I've spoken to a agent about it but they kept saying that as I'm self-employed I need to say it's clerical use.
But as I'm employed by another company (directly, full-time) that's not the case..

So has any one got any ideas?
Also what does it give and cover for the extra 100 quid a year?
Cheers
Dan


----------



## centenary (Sep 5, 2010)

dreaddan said:


> I'm looking at house insurance again (always fun) and now that I'm gong to be working from home I'm wondering what the correct answer to the question about business use.
> I've spoken to a agent about it but they kept saying that as I'm self-employed I need to say it's clerical use.
> But as I'm employed by another company (directly, full-time) that's not the case..
> 
> ...


My advice about insurance is declare all to them. Do not fail to disclose, be economical with the truth or plain lie.

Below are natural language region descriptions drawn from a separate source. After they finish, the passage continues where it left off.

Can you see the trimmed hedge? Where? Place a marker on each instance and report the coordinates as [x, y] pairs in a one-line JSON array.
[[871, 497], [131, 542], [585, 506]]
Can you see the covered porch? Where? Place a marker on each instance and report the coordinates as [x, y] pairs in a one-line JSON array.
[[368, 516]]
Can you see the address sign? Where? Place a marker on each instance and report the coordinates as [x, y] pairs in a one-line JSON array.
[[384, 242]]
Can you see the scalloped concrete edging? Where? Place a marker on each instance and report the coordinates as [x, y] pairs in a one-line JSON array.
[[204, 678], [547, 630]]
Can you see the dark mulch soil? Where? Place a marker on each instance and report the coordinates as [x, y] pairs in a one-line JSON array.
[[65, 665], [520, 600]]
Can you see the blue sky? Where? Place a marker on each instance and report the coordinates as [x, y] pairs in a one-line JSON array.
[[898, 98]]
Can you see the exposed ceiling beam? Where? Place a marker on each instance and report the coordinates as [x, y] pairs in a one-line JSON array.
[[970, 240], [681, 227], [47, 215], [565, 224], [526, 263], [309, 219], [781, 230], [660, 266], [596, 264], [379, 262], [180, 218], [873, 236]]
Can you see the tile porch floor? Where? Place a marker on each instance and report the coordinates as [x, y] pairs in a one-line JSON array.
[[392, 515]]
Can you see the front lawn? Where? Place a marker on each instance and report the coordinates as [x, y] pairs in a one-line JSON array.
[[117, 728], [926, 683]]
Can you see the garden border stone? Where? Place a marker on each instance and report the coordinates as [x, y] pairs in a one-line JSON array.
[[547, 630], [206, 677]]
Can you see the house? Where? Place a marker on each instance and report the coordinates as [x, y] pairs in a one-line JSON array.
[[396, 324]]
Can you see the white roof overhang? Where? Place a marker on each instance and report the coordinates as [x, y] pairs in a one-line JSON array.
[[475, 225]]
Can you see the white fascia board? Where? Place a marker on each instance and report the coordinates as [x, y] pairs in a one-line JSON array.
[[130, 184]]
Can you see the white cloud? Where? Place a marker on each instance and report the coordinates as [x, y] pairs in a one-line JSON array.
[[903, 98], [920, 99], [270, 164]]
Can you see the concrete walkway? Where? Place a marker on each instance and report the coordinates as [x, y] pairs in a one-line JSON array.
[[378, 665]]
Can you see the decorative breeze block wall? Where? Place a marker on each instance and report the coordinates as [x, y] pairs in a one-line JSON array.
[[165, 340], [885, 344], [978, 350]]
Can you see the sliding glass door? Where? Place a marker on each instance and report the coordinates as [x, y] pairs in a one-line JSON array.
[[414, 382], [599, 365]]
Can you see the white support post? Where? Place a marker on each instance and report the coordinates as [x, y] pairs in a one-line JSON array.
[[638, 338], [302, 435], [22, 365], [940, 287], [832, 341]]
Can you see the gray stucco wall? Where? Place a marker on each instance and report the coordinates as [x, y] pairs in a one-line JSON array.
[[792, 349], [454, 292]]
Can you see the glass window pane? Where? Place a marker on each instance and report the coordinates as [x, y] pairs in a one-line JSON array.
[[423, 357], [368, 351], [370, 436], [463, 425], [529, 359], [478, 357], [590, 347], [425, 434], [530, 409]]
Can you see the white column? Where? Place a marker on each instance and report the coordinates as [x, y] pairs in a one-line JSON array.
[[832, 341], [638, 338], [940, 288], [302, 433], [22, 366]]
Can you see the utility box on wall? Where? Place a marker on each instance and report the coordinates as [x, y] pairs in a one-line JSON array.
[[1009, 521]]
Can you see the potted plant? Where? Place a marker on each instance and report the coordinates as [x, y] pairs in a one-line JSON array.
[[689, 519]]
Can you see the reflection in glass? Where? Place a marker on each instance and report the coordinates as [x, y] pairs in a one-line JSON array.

This may save you a few quid when you dont have to claim but if you do need to claim, they could refuse to pay out or pay a much reduced amount.

Beep, beep :driver:


----------



## Mirror Finish Details (Aug 21, 2008)

In a previous life I worked from home in sales. I rang Churchill to declare it and it made no difference to my policy. As long as I was employed by my company rather than self employed.

As long as you are not manufacturing anything most policies cover you for occasional working from home.

Or if all else fails keep quiet, if your just there using the phone and computer a few days a week what difference is that to what we all do most evenings.


----------



## Shiny (Apr 23, 2007)

most insurers should be ok with occasional clerical business use from home, as long as there are no business visitors.

if they are asking for another £100, that will most likely be for a full on home workers extension which covers liabilities, business contents etc which you don't really need as your employers should be covering all that.


----------



## dreaddan (Mar 9, 2007)

cheers, I've allways declared everything. the places who charged a extra 100 or so couldnt tell me what that provides - even if it was just due to increased risk!
Lloyd it's perminent working from home. Do you guys do home insurance?


----------



## Shiny (Apr 23, 2007)

We do indeed.


----------



## dreaddan (Mar 9, 2007)

cool I'll give you a bell tomorrow


----------



## M.M (Feb 28, 2009)

Shiny do you do car insurance for 18 year olds that can be paid in beer?:lol:


----------